SUMENEP, Suarademokrasi | Kuliah itu bukan sekadar rutinitas atau formalitas saja tapi memiliki sebuah tujuan dan impian, untuk membentuk diri kita menjadi orang yang berkualitas sesuai impian pada masa mendatang. Di sisi lain kita akan dihadapkan pilihan idealis yang berada pada kondisi ketergantungan sebagai mahasiswa.

Dimana kondisi tersebut mahasiswa dituntut untuk menghormati dan memuliakan guru/dosen sebagai pengganti posisi kedua orang tua yang mendidik dan membimbing kita, disisi lain oknum dosen kurang peduli dengan kondisi mahasiswanya seperti: susah dihubungi atau merespon konfirmasi, kurang memberikan membimbing, jadwal kuliah sesuka dirinya, memberi nilai kurang profesional dan tidak objektif.

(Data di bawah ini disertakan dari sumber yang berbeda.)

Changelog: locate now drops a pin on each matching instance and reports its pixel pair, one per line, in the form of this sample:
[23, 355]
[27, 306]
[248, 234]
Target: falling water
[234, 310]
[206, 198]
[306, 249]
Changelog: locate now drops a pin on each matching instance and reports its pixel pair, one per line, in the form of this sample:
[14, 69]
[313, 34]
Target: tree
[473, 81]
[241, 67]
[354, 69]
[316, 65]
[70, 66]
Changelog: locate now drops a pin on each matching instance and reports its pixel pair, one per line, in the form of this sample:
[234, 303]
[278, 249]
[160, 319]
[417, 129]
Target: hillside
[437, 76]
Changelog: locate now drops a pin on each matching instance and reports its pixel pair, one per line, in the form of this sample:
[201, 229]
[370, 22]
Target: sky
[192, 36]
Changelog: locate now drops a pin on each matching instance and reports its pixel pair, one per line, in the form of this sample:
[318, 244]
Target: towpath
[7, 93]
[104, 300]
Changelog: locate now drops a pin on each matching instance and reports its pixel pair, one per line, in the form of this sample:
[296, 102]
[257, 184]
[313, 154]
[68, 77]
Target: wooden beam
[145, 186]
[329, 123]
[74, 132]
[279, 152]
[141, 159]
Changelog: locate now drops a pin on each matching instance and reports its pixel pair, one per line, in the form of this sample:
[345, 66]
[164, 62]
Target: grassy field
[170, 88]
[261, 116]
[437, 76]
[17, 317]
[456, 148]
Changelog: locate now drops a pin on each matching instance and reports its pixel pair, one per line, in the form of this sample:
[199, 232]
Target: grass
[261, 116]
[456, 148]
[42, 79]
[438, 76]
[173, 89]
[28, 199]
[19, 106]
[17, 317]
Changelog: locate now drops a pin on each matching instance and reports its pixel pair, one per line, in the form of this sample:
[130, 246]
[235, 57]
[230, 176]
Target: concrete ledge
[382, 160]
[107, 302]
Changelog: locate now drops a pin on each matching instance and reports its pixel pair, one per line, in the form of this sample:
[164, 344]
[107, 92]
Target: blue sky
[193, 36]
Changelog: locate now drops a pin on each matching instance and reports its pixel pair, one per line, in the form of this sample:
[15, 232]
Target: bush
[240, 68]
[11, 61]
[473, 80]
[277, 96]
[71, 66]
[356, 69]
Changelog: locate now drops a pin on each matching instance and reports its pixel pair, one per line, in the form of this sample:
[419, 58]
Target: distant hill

Kuliah adalah proses pembelajaran tingkat tinggi, di mana kita telah menentukan tujuan untuk menuntut ilmu di sebuah fakultas di universitas yang menjadi pilihan, demi tujuan untuk mewujudkan sebuah impian dan cita-cita sesuai minat dan bakat serta kebutuhan mahasiswa.

Baca Juga : PKL Unija Sumenep Memberikan Sosialisasi Penyuluhan Hukum Lingkungan

Kuliah ini pengorbanan kita tidak sedikit, mulai dari menghabiskan banyak waktu, biaya besar untuk membayar kuliah, tenaga, pikiran dan lainnya. Tentu, hal itu dilakukan untuk mencapai suatu tujuan impian yang ingin kita wujudkan melalui kuliah, hingga kita dan orang tuanya harus peras keringat untuk bisa bayar biaya kuliah mahasiswa. Tapi hak sebagai mahasiswa belum sepenuhnya didapatkan.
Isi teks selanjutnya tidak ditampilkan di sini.